Unfortunately for Jones and the other players who like to needle Vrabel back, his stories are mostly true. “He loved practicing on the scout team. He loved it. Loved it!” Harrison said. “He didn’t care if he had to be Ed Reed, the free safety, Ray Lewis, middle linebacker, or one of the great defensive ends, he would play that role. I was a great practice player and I’m like, ‘Look at this dude. He’s out running special teams, starting defense, nickel, goal line, and he’s playing scout team defense. That is phenomenal.’” This simply didn’t happen in the NFL, Harrison said. “He’s running R3 [position] on kickoff running down and it’s 90 degrees, full speed, juking guys, tagging off on the runner inside the 20, and he’s celebrating like he had three sacks. It was just so important to him.”
It is still important to Vrabel, of course.
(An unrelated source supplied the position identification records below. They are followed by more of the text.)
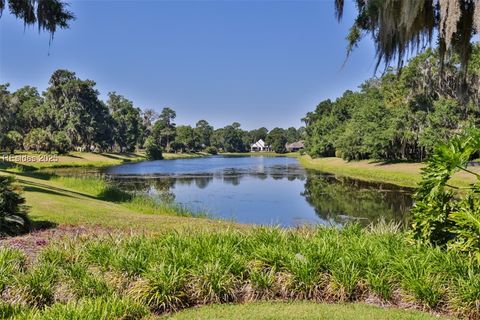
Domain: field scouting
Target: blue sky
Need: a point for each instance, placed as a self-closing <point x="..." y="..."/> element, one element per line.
<point x="260" y="63"/>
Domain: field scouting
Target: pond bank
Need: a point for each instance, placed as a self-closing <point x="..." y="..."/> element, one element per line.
<point x="403" y="174"/>
<point x="29" y="161"/>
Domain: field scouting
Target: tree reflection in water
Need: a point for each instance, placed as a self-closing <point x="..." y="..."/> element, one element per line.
<point x="341" y="198"/>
But this season, he’s once again looking for the thing he’s always looking for. One time, he said, an opposing coach told him after a game that his team played their asses off. “It was the greatest feeling in the world,” Vrabel said. “It’ll be the best compliment I ever get. Not that we had a good play or a cool blitz. That we played our asses off. That’s all I need.” That and some Peloton wins, I guess.